Ich bin dann mal weg
Ich habe es hinter mir, ich bin draußen. Adieu, Fortuna, ich
grüße Euch. Nichts mehr habe ich mit Euch zu schaffen. Haltet nun einen anderen
zum Narren.
Tod eines Rasers
Ich, Florus, liege hier, der Wagenlenker. So schnell wollte
ich fahren, so schnell stürzte ich in den Abgrund.
Hymne an das Leben
Bäder, Wein und Venus richten unseren Körper zugrunde. Doch
Bäder, Wein und Venus richten unseren Körper auf.
Grab eines begeisterten Arbeiters
Hier liege ich, Lemiso. Erst der Tod hat mich vom
Arbeitsleben erlöst.
Die Grabinschrift eines Schauspielers, der unzählige Male
den Tod gespielt hat, aber noch nie so – realistisch.
Hier liegt Leburna, der Meister der Schauspielkunst, der
nahezu hundert Jahre alt wurde. Wie oft bin ich in dieser Zeit gestorben! Doch
so noch nie! Ich wünsche Euch da oben gute Gesundheit.
Man kommt eh nicht aus (beschwörende Gesten inklusive)
He, Du, der Du vorübergehst, komm mal her. Ruh dich einen
Moment aus. Du schüttelst den Kopf? Willst Du etwa nicht? Na ja, am Ende wirst
Du ja doch hier landen.
Der Tod hat so seine Vorteile
Hier ruhen in Frieden meine Knochen. Das, was vom Menschen
bleibt. Hunger leid’ ich nicht mehr, kein Zipperlein plagt mich. Und ich muss
keine Ratenzahlungen mehr leisten. Außerdem wohne ich kostenfrei.
Gelassen gehen
Nach einem würdigen Alter rufen mich, reich an Jahren, die Götter.

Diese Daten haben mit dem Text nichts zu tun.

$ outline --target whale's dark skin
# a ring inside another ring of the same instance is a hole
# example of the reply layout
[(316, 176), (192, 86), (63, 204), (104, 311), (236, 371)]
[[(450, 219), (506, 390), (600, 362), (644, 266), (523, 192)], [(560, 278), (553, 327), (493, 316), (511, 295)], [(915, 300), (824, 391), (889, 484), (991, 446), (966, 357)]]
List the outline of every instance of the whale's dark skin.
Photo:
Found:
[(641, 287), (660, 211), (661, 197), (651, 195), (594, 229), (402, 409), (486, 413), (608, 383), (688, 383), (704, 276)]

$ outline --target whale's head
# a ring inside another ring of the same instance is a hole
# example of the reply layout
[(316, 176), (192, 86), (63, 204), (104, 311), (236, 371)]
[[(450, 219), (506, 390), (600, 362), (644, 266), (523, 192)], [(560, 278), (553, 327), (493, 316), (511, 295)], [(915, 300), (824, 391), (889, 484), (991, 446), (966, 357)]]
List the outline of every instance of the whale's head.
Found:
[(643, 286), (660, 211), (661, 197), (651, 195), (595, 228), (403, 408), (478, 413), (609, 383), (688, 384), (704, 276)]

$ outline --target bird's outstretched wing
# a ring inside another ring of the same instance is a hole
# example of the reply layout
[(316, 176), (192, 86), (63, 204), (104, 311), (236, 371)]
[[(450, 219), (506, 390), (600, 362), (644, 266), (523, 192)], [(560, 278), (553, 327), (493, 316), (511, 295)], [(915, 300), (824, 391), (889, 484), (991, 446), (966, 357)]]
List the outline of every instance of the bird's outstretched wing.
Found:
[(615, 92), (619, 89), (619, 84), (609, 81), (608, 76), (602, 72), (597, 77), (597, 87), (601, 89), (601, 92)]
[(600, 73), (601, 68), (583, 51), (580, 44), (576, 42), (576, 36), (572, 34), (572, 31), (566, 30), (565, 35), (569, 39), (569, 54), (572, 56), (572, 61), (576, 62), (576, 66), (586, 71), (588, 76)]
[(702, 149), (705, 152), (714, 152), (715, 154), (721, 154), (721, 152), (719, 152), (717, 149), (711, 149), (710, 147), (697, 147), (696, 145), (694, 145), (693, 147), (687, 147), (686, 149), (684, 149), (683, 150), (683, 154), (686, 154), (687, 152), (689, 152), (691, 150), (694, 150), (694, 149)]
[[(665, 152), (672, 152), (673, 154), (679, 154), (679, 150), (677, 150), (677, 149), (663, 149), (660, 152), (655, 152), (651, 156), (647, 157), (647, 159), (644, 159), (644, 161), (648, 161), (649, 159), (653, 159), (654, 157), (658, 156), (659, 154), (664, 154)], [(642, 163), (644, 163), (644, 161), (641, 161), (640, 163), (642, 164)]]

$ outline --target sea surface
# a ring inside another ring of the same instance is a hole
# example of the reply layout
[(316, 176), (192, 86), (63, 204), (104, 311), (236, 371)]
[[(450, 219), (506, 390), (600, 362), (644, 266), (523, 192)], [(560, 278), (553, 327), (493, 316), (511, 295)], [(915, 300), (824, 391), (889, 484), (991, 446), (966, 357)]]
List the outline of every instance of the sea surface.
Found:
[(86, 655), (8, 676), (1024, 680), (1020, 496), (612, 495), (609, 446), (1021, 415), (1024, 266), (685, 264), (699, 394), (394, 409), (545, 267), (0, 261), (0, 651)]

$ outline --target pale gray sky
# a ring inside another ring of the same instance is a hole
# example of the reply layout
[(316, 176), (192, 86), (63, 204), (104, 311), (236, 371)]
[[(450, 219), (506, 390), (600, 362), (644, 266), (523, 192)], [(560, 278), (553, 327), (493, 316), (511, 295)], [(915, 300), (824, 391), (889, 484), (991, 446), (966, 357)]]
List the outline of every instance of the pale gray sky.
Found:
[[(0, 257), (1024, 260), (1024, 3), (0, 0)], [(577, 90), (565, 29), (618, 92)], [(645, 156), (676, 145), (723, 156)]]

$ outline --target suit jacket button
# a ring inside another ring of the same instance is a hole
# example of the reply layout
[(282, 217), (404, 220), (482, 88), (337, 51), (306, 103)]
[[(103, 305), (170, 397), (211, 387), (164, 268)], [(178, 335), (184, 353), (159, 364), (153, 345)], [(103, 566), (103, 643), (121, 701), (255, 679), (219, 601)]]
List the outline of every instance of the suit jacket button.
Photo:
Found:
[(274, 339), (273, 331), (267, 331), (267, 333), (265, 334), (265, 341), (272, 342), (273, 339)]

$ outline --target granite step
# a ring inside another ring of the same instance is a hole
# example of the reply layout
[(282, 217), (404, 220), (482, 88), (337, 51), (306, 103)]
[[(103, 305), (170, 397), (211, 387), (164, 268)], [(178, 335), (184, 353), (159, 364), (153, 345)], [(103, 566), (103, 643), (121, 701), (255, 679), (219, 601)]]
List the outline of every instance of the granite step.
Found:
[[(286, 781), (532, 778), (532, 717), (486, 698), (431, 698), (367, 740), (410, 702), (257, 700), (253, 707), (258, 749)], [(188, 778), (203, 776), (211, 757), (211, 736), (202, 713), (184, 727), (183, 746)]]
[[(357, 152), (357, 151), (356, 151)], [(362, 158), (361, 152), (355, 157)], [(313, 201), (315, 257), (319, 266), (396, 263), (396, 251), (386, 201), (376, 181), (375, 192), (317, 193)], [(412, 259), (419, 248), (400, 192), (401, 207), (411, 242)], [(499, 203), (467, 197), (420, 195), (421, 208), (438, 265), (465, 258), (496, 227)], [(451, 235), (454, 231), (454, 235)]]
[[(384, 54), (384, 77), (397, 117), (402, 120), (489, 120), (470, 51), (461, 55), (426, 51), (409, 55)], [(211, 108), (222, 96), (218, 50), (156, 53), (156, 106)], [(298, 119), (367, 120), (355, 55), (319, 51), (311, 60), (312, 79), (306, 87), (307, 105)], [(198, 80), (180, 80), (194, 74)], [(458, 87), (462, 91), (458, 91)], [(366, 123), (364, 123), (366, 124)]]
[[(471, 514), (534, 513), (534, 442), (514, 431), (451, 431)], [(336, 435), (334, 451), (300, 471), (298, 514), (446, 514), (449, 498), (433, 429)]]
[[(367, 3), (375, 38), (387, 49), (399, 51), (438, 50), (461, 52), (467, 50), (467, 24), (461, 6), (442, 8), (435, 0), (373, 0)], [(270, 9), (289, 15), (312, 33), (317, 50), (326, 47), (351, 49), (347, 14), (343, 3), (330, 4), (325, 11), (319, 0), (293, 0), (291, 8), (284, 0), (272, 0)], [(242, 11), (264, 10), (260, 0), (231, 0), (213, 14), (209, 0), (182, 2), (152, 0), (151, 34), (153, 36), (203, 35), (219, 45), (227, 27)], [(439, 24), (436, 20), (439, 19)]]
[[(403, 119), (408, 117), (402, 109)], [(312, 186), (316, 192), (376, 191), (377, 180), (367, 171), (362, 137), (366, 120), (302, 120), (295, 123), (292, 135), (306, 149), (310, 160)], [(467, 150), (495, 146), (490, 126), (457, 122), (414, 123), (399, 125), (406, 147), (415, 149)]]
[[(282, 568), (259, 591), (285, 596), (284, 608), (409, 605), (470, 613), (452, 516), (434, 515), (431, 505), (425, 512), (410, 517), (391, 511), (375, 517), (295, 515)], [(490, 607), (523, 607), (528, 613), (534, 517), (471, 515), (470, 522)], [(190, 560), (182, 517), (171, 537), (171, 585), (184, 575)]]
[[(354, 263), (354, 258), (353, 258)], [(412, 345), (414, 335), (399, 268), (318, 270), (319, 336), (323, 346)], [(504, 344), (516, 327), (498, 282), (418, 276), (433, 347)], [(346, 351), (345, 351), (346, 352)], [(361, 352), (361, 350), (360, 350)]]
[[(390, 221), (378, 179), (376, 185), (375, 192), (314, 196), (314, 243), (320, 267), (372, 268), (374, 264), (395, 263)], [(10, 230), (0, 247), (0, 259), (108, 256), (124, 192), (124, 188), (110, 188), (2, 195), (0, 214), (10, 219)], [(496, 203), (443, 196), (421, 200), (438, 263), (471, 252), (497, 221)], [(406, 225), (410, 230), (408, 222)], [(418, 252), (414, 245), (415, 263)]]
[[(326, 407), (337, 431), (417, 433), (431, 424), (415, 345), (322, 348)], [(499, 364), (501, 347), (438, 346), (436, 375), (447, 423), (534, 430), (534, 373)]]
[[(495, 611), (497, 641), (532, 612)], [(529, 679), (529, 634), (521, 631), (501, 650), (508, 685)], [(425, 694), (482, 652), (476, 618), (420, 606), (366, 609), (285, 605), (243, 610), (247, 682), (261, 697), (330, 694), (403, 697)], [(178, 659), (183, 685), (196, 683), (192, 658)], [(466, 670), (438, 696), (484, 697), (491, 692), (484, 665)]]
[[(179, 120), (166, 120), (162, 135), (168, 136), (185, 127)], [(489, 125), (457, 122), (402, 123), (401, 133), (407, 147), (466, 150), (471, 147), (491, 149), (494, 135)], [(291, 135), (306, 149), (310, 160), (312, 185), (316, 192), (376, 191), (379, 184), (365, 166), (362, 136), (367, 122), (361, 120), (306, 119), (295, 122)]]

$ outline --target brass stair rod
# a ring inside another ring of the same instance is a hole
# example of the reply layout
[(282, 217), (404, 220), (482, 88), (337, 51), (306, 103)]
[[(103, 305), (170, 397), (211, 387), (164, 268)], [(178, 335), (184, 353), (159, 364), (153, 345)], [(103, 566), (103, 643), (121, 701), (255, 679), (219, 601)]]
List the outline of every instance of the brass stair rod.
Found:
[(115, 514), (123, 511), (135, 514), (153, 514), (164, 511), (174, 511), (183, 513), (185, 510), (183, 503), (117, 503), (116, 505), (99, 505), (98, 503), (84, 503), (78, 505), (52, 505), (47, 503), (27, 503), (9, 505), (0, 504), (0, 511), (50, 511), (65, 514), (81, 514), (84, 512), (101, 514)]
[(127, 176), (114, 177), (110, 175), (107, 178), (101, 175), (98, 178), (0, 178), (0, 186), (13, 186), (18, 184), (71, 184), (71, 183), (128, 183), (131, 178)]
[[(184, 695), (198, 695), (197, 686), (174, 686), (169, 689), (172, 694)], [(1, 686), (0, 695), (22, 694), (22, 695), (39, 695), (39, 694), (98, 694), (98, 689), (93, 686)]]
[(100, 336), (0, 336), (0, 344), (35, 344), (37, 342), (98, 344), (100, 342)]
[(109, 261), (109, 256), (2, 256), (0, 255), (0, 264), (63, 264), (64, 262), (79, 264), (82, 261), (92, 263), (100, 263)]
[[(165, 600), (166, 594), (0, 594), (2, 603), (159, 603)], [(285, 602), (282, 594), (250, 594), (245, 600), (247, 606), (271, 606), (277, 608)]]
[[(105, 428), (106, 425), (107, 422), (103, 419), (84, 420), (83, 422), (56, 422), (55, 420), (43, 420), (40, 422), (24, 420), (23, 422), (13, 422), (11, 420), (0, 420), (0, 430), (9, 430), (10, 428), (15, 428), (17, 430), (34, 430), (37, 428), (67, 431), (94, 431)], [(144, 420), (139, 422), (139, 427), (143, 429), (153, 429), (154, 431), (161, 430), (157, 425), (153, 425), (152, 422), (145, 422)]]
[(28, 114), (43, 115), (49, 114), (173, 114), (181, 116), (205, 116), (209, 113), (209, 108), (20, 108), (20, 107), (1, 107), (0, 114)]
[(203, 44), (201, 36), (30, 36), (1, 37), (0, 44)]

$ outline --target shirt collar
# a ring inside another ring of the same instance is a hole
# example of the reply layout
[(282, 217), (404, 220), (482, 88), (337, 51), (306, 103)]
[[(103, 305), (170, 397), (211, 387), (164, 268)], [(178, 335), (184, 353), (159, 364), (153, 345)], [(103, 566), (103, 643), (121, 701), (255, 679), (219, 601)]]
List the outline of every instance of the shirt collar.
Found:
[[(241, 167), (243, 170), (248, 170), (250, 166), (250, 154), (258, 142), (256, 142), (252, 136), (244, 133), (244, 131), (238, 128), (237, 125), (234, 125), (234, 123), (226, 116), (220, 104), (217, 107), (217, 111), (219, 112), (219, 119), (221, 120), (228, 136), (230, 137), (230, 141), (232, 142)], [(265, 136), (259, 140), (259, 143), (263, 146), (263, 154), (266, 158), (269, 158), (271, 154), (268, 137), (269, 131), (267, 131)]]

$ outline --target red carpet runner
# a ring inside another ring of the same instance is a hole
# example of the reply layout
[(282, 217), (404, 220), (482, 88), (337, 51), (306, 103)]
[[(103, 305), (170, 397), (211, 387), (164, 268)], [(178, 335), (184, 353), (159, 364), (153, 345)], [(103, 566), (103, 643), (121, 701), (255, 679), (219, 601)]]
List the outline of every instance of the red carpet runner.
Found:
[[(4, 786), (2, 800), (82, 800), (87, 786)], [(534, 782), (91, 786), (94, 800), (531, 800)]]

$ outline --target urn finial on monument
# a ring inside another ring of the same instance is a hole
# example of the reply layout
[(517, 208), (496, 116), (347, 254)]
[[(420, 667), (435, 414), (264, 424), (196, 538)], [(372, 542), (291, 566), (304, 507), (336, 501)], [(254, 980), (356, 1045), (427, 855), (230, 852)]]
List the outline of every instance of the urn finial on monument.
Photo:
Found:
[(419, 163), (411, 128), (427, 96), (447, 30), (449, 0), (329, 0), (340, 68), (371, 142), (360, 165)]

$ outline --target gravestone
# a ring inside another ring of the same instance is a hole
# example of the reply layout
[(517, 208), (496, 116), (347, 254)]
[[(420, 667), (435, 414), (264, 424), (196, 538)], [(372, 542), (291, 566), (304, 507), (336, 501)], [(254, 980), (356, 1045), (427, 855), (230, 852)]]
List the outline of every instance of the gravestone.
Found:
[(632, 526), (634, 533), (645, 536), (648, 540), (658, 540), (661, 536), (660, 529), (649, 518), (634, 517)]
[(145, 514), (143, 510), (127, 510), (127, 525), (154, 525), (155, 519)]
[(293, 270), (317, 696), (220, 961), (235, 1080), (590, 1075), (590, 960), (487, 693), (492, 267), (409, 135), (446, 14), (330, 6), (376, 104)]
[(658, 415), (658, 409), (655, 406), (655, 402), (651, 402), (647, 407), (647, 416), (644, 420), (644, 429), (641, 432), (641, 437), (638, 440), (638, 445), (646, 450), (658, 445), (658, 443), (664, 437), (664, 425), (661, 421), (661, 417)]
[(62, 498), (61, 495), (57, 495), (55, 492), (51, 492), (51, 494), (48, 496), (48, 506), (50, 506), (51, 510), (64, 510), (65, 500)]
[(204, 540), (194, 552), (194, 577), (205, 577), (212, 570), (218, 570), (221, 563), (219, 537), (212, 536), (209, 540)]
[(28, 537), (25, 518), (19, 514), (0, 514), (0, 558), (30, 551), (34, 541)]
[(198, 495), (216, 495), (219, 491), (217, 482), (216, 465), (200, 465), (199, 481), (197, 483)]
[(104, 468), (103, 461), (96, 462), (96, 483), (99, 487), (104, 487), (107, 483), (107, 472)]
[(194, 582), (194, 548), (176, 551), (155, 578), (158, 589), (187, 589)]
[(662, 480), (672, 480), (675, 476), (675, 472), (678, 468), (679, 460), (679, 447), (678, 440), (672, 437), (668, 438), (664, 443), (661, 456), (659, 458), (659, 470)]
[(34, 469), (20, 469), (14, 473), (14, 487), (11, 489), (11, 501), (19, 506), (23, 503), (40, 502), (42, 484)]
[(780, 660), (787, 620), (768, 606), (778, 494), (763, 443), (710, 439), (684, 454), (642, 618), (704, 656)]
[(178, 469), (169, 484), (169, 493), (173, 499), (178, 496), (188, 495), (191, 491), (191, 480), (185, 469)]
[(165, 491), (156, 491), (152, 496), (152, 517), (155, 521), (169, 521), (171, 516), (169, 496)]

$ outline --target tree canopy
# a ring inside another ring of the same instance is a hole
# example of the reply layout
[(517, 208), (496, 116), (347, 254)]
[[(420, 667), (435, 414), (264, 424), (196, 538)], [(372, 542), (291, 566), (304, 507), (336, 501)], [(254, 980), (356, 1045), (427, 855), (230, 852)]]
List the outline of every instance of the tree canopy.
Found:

Kinder, weshalb weint ihr?
Plötzlich aus dem Leben gerissen
Für Caius Tadius Severus, der mit fünfunddreißig Jahren von
Banditen überfallen wurde.
Für Philomenus und Eutika, die sich gesund zum Schlafe
niederlegten und dann tot, einer in den Armen des anderen, gefunden wurden.
Tod bei der Geburt
Geburt und die Niedertracht des Schicksals sind Grund für
meinen Tod. Du aber, mein Geliebter Gefährte, hör auf zu weinen und heb Deine
Liebe für unseren Sohn auf, denn mein Geist ist nun zu den Sternen des Himmels
aufgestiegen.
(Rusticeia Matrona wurde nur fünfundzwanzig Jahre alt.)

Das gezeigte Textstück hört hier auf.